= Vincent Yorke =

English cricketer

Vincent Wodehouse Yorke (21 May 1869 – 27 November 1957) was an English cricketer who played for Gloucestershire. He was born in Pimlico and died in Paddington.

Yorke was the son of John Reginald Yorke and Sophia Matilda de Tuyll de Serooskerken. He was a wealthy landowner and industrialist in Birmingham. He married Hon. Maud Evelyn Wyndham, daughter of the second Baron Leconfield.

He attended University of Cambridge, where E. F. Benson was a fellow student who fell in love with him. Benson wrote in his diary: "I feel perfectly mad about him just now...Ah, if only he knew, and yet I think he does."

Yorke made a single first-class appearance for the Gloucestershire team, during the 1898 season, against Lancashire. Batting in the middle of the order, Yorke scored 10 runs in the only innings in which he batted.

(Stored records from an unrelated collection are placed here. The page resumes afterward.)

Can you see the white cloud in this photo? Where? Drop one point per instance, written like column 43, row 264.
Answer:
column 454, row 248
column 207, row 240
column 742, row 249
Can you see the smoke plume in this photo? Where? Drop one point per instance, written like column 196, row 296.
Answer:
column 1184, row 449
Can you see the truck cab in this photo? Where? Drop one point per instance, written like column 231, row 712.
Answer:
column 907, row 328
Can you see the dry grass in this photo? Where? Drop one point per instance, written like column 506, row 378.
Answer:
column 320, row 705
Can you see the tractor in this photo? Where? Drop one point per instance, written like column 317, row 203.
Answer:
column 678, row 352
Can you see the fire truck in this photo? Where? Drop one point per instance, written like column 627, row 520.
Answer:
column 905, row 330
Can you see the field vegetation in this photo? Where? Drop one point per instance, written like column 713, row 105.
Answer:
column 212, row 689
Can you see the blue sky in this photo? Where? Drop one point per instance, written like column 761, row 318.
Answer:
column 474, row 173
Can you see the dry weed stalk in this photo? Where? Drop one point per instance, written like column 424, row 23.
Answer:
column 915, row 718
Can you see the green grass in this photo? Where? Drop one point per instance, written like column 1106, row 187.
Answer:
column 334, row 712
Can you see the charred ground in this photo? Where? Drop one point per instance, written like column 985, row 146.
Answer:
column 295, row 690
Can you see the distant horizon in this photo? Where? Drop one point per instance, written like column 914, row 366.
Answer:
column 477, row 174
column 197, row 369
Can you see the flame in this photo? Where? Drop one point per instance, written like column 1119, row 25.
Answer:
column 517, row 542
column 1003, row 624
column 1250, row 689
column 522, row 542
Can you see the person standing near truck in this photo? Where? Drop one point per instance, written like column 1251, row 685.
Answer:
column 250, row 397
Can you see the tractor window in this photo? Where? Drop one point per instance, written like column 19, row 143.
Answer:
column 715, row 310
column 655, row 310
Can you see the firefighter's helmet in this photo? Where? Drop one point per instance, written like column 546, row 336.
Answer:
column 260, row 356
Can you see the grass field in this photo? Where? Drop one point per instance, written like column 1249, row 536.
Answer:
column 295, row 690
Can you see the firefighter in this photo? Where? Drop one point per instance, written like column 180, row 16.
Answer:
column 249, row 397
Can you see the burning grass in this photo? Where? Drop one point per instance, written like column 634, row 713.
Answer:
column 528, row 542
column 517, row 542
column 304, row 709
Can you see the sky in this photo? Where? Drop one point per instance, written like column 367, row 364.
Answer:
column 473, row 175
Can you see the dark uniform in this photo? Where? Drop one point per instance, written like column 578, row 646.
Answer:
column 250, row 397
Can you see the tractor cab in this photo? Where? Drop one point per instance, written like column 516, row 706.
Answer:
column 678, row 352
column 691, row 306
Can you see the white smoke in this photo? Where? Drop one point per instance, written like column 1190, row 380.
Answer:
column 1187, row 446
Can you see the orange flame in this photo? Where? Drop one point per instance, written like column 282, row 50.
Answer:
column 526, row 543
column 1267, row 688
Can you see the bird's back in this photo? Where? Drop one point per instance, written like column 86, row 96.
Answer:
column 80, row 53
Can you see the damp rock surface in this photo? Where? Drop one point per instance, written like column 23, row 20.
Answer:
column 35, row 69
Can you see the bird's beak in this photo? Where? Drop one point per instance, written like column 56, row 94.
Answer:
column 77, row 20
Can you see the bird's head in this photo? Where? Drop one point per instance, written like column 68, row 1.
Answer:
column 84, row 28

Yorke's first son was Philip Yorke, who died of leukaemia, allegedly as a result of sympathetic magic practised by George Orwell. The oldest son to survive to adulthood, Henry Vincent Yorke, an English author under the name Henry Green, best remembered for the novels Party Going, Living, and Loving. Yorke's second son, Gerald, made a single first-class appearance for the Gloucestershire team in 1925.